As shelters have closed and consolidated, those staying at them have been bounced around, each time trying to adjust to a new large space full of cots and a new group of people that they share their lives with. The Burkins say they consider the friends they met at their shelters to be family, and say they hope to have a reunion once all of them have moved onto better circumstances.

Jean Gros, also staying at the L.M. Lockhart shelter, has moved around as much as anyone. When her double-wide trailer in Denham Springs started to flood, she stayed at Healing Place Church, before being moved to a few different shelters and then ending up at the North Park shelter in Denham Springs.

Gros at one point felt unwell and had to spend a few days in the hospital. When she was ready to be released, she found out the North Park shelter was closed and she had to go to Lockhart instead.

While she was away, friends at the shelters took care of her pets, a golden dog with the short legs of a corgi named Misery, and a white cat with one blue eye and one green eye named Sugar Kitty.

She wakes up early every morning to play with them. Gros had two years left of paying off her home, and had been dreaming about the day that she could use her income from being on disability to pay for something other than her house.

"Maybe I could use my disability to buy something, whether it's a new dress or whatever," she said, tearing up as she played with Misery and Sugar Kitty on a sweltering day outside. "And then the floods came, and they took everything except for my animals."

Those staying at shelters say it has been hard to manage the spectrum of emotions that they've experienced. Dan Halyburton, a Red Cross spokesman, said Red Cross mental health teams and spiritual care teams are working with residents in shelters and trying to help them stay in good spirits.

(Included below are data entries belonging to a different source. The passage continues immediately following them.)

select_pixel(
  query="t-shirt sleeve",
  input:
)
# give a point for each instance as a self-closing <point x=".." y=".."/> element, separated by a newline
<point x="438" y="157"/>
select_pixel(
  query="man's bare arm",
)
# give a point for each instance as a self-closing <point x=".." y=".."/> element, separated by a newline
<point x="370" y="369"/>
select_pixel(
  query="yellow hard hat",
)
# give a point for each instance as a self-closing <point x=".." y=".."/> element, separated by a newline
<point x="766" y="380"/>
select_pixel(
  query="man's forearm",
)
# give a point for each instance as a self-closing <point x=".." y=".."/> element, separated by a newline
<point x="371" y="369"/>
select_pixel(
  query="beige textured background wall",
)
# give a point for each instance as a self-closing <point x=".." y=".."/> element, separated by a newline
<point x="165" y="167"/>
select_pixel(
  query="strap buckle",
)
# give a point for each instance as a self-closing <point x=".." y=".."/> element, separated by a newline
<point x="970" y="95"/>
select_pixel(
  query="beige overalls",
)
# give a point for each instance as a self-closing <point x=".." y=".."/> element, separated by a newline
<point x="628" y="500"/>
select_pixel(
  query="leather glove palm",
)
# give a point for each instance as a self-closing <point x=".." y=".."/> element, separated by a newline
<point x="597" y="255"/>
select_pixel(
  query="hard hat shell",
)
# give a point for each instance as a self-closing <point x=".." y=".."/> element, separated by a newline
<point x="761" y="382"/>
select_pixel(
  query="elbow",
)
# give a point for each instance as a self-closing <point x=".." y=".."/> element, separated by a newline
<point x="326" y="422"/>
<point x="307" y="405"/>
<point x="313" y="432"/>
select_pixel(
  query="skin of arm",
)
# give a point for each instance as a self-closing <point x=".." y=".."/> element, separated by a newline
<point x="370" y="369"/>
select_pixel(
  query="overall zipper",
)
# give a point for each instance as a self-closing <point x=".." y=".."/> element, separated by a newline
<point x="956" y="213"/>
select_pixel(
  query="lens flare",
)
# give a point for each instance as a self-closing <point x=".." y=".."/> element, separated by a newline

Aguillard said Catholic Charities also has workers at shelters talking to people staying there and trying to help them start to heal. Catholic Charities is also working with people to remove their obstacles from leaving shelters, by giving bus passes to people or helping people patch tires on cars that will make them drivable again, he said.

"The longer you're there, the more traumatic the experience can become," Aguillard said.

No matter who they talk to, Trent and Miles said they wonder if people realize how bad things are for them. The two of them know that they will return to their cots every night while social workers, volunteers, journalists and others who they talk to and who try to help them will be able to go back home.

"Everybody has gone on with their life," Miles said. "Their life never stopped, but ours did."

Gerald and Cris Burkins said having each other has been what's helped them get through. They left Gerald's father and their dogs when their home started flooding and went weeks without knowing if they were alive before running into each other at a shelter. They now sleep alongside each other -- reunited with both of Gerald's parents -- while the dogs are outside.

The best thing they can do right now to take their minds off of what they're going through is to help the people around them, they said. Gerald started volunteering for the Red Cross and Cris especially likes to tend to the elderly people living alongside her.

She gives hugs to everyone she meets, and gives them the same greeting: "Welcome to my home."